2. Which months are above average in their crime rate? Below average?
3. Are certain crimes more common at a certain time of day? Is there any correlation between the rate of a certain crime and the time of day?
4. Which neigborhoods have the least reported crimes?

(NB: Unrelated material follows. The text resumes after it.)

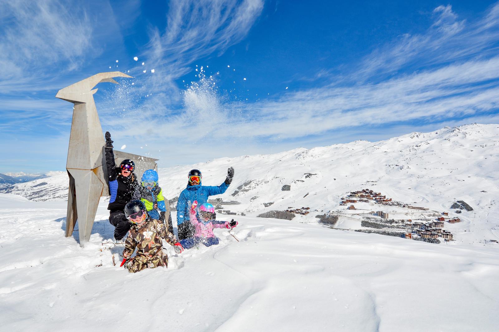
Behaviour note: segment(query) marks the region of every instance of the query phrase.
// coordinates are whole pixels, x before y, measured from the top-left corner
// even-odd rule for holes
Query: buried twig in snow
[[[239,240],[238,239],[238,238],[236,237],[236,236],[235,236],[234,235],[233,235],[232,234],[232,233],[231,232],[230,230],[229,231],[229,233],[231,235],[232,235],[232,237],[234,237],[234,238],[235,238],[236,241],[237,241],[238,242],[239,242]]]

Which have the most? 
5. Can we represent the relationship of crime types and neighbourhoods in a data frame?

### Initial Peeks

*Let's quickly take a look at the data before we dive in for answers*

In [7]:
df.describe(include="all")

Unnamed: 0,TYPE,YEAR,MONTH,HOUR,HUNDRED_BLOCK,NEIGHBOURHOOD
count,530652,530652.0,530652,476290.0,530639,474028
unique,11,,12,,21204,24
top,Theft from Vehicle,,May,,OFFSET TO PROTECT PRIVACY,Central Business District
freq,172700,,46883,,54362,110947
mean,,2009.197956,,13.993584,,
std,,4.386272,,6.759629,,
min,,2003.0,,0.0,,
25%,,2005.0,,9.42,,
50%,,2009.0,,15.5,,
75%,,2013.0,,19.4,,


NEED TO

* learn how to pivot catagorical data into numerical data
* learn how to get mean and variance of the data (df.describe()?)